The FIF Act 2023 as established focuses on ensuring revenues collected at the facility level are retained, planned and used by the same public health facilities/Units for immediate operating costs (for instance, buying out-of-stock and in-demand medicines and covering maintenance, utilities or local Act s and expenses as needed).

The fund aims to provide for an efficient, secure and accountable mechanism for the collection, retention and management of revenue derived from health services rendered at the facility.

The key to this fund is that facilities now can open their bank accounts and have their funds there as supplement to their needs and to the allocation by the county government but not as a substitute to allocation. The funds covered here include user fees, charges and reimbursement for insurance firms and other entities.

Monies appropriated by county government from equitable share as well as conditional grants and donations is also earmarked at FIF in the act.

To ensure effective implementation, the cabinet secretary is required to develop policy guidelines on revenue management, establish a repository for financial information, analyses the data collected and provide feedback that would assist national and county governments monitor performance and ensure effective implementation.

The planning for the FIF must be integrated within the county planning and budgeting process to ensure prudent planning but also its required that in involves the community members in the governance structure of the fund.

The act also established the County Health Management teams and mandates them to coordinate the interpretation and implementation of the fund, support sub county and facility teams prepare their annual and quarterly plans as submitted by the Health Facility Management committees.

To ensure accountability, the Act provides that the chief officer is the accounting officer and will be issuing authority to incur expenses to the medical superintendent for hospitals and to the facility in charge for health centers and dispensaries.

For reporting, the funds will be managed by the public health facility and thus the facility is expected to collate and report on all revenue collected and ensure its reflected in the County.

The Facility Improvement Financing Act addresses underfunding in public health facilities, while the Digital Health Act streamlines technology adoption to enhance data sharing and resource utilization.

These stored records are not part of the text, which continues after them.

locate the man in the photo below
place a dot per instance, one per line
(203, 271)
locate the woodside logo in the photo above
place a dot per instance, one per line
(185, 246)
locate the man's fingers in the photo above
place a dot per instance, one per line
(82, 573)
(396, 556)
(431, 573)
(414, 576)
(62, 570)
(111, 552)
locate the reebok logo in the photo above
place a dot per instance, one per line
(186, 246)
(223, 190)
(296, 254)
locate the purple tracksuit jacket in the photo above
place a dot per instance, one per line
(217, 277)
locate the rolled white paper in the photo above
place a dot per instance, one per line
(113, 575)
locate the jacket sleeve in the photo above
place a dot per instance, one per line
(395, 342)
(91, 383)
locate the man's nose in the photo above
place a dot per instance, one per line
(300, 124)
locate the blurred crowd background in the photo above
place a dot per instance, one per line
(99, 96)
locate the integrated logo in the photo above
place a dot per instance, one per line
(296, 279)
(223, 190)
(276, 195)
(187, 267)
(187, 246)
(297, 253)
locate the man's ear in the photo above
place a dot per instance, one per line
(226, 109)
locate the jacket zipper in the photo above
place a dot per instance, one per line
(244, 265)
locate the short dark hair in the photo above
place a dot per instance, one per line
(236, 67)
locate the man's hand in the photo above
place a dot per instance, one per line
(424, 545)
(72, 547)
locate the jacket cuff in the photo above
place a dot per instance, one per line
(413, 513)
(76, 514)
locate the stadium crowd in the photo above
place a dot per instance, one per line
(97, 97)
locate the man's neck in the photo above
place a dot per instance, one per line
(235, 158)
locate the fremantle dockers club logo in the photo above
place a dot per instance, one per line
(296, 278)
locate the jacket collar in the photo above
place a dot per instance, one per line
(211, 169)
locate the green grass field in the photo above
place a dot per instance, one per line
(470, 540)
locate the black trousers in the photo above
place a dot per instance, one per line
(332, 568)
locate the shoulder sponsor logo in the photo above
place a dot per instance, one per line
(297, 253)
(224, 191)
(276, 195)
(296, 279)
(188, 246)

The Emergency, Chronic and Critical Illness Fund will handle emergency and chronic illness costs once social health insurance is depleted.

The Four Acts have come into force at the same time, Thus the need for a clear integration between them. Creation of the health management committees immediately with community members is key to ensure accountability of the funds. Opening of facility bank accounts is a key first step and directing the fund there will require modern mechanism including pay bills or card system to minimize cash payments and loss of funds.

Finally, aligning these legislations would go a long way in guiding the development of detailed implementation guidelines and their eventual commencement, improving the chances of success for these reforms to accelerate Kenya’s progress towards UHC and health security.

There will be need for closer and consistent monitoring of implementation of these acts from commencement especially seeing that funding will both be at the national and county levels.

There will be need for capacity building of Primary Health Networks as well as awareness to the general public on the changes occasioned by these Acts and their role in ensuring health security in Kenya is owned by Kenyans and no one is left behind.

There is needed uniform guidelines to all counties especially in implementation of PHC to ensure standard application across the Country.

The writer is the founder and director of Pathways Policy Institute, Nanyuki.